Have we learned enough about aversive-control phenomena in the past half-century that we do not need to study them any more? How much do we know about conditioned punishers as they may operate in extended chains and other complex schedules (e.g., Silverman, 1971), and can we afford the assumption that differences between reinforcement and punishment are essentially matters of changes in sign? In a world so filled with aversive events that enter into various contingencies with behavior (Perone, 2003), can we entertain any extensions of our applications without continuing or expanding our experimental analyses of these phenomena?

When I post things on the ABA Facebook page I get illogical rebuttals and resistance to any mention of aversive control. They range from “no, we don’t do that” to “It’s inhumane. (Travis Thompson) to “society won’t let us do it.” When I reference peer-reviewed evidence from journals and scholarly texts it is dismissed as argumentative or disruptive behavior and the attempt is to marginalize my comments. There’s a problem. It’s not me. It’s Catania, Israel, Lindsley, Azrin, Ulrich, Van Houten, Axerod, Apsche and a host of other behavior analysts who worked to tell the truth. The nose-breakers are waiting for someone to speak about aversive control objectively based on the evidence of science and reality. Is Catania correct? Has research, discussion and the development of practical applications been punished? The statistics say yes. If he read my anecdote above, would he be surprised that this punishment of the discussion and practice of punishment as valid therapy carries from the highest levels of the discipline all the way down to those who must clean up the blood from broken noses?

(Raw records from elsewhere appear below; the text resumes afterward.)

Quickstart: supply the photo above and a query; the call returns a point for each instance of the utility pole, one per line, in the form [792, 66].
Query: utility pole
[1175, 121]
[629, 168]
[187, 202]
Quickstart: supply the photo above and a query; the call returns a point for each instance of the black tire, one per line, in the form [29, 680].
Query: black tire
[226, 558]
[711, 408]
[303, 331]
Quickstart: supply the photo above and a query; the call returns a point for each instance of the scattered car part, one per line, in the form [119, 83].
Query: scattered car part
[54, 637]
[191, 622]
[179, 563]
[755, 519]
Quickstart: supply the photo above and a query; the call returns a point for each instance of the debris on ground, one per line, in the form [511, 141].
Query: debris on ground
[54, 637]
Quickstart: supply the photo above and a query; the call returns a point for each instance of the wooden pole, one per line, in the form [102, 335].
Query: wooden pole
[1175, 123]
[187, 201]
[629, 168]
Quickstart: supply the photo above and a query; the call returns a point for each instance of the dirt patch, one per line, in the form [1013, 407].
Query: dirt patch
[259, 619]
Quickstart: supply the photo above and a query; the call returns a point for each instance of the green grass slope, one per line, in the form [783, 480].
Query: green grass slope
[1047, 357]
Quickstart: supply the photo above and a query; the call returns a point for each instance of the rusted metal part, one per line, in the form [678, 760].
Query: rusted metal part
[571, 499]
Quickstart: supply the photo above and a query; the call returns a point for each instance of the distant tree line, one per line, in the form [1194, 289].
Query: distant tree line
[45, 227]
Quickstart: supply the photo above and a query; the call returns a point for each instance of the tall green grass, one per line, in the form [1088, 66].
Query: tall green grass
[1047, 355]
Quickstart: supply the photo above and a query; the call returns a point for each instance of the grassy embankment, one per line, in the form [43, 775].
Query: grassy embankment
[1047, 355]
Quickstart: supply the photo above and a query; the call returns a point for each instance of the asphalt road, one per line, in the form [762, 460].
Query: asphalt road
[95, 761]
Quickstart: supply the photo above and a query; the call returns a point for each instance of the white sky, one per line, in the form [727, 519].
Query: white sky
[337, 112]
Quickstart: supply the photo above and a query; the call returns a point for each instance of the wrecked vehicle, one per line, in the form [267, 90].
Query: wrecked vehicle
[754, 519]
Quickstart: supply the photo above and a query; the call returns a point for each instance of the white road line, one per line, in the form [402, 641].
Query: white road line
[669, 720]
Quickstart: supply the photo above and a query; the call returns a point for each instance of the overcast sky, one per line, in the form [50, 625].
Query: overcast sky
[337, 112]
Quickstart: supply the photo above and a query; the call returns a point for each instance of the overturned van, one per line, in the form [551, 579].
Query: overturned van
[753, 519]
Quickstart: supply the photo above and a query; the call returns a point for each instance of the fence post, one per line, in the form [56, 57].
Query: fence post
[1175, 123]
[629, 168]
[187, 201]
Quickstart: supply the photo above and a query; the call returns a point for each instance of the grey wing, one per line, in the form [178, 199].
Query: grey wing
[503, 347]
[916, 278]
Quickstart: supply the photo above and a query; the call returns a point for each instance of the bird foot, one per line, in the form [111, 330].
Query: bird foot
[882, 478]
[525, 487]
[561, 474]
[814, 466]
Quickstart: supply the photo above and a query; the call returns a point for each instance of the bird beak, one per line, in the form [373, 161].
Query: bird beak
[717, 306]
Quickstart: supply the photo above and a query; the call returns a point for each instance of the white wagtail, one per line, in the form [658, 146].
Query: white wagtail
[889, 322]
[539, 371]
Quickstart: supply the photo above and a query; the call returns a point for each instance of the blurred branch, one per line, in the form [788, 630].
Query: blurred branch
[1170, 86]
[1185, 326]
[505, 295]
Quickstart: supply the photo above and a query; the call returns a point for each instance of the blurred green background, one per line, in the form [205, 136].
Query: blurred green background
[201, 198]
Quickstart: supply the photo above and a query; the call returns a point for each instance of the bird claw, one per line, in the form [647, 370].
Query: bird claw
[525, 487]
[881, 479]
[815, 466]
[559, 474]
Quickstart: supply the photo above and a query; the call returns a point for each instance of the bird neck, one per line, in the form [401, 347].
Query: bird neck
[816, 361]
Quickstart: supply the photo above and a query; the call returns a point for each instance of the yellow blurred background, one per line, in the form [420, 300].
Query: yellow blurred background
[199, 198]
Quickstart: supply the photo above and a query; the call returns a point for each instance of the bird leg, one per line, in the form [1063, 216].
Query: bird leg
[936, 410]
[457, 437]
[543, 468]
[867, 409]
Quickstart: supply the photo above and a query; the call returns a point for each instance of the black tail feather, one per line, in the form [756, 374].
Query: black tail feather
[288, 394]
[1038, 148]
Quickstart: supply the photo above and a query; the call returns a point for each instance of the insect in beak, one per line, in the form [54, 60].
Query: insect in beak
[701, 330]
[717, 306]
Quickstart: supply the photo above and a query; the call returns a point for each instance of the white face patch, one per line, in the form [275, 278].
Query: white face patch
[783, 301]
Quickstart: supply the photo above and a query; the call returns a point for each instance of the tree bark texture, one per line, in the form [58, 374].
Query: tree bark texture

Ask him. He’s in the membership list on the ABAI website.

 

2 thoughts on “Restraint: Violence for Violence, Forever and Ever, Amen.

  1. The natural world says “yes” or “no” pretty effectively via consequences. Choosing to ignore that fact by refusing to study or utilize even minimal punishment procedures during the treatment of severe problem behavior typically leads to the use of far more restrictive and dangerous “procedures” down the road. Even saying “no” to children with autism is still a “no-no” in many circles. Why would you withhold half of the evolutionary equation from individuals who struggle to understand how the world works due to the fact that their neurology is a mismatch from birth to the natural world? It’s irresponsible and cruel and not at all befitting of a culture that says it understands enough about human behavior to step in and take charge of these children’s lives while at the same time choosing to ignore a combination of “tools” that might provide a livable future for all involved. Mother nature will extract a heavy price at some point, she always does. Why should she care if you don’t?

  2. Robert, I especially like your statement – “Why would you withhold half of the evolutionary equation from individuals who struggle to understand how the world works due to the fact that their neurology is a mismatch from birth to the natural world?” True elegance in speech is a beautiful thing. Major kudos for so succinctly wrapping up the topic.